Niezależnie od dziennikarskich spiskowych teorii dziejów ani podkopywania autorytetu klasy politycznej, jakoś żadnemu respondentowi nie przychodzi na myśl, iż ta właśnie partia mogłaby funkcjonować samodzielnie – chyba, że jako ugrupowanie pozaparlamentarne. Podobnież polscy politycy zbytnio kierują się sondażami, ale obserwacja poczynań UP skłania mnie raczej do wniosku, iż ugrupowanie to wręcz je lekceważy.
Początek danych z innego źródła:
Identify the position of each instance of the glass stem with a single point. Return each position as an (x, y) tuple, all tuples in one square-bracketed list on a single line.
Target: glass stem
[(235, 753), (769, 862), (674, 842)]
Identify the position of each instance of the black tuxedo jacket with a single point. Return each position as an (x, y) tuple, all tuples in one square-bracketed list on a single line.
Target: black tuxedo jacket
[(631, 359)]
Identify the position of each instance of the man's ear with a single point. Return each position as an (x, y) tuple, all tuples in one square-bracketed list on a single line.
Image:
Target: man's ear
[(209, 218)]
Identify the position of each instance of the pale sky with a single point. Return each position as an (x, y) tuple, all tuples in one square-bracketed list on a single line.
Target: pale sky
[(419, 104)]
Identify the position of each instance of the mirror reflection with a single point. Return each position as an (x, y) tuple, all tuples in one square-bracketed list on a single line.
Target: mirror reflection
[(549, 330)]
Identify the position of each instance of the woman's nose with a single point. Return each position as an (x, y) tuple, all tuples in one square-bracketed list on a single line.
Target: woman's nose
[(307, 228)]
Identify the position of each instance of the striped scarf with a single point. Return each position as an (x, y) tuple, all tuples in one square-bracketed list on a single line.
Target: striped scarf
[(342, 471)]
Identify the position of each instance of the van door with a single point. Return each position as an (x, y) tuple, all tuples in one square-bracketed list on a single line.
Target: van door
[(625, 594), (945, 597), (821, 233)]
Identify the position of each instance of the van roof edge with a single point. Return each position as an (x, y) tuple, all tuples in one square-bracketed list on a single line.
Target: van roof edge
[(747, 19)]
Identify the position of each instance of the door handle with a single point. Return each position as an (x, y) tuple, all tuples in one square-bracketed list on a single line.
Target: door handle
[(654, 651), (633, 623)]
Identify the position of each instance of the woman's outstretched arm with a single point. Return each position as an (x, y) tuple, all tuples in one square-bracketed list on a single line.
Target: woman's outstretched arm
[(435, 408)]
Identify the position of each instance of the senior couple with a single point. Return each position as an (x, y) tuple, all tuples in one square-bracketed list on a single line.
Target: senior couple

Nikt chyba prócz najbardziej dotychczas popularnego polityka tej partii – Tomasza Nałęcza, który przeniósł się do SDPl. Niewiele skoczków poszło jak na razie jego śladem, ale wniosek Janusza Lisaka o połączenie z ugrupowaniem Marka Borowskiego, nawet odrzucony, sprawia, że jak najbardziej aktualne stają się dywagacje o potencjalnym kierunku jaki obierze UP. Zapowiada je już zmiana przewodniczącego – pomysły Marka Pola, nawet dla jego kolegów partyjnych okazały się być chybionymi.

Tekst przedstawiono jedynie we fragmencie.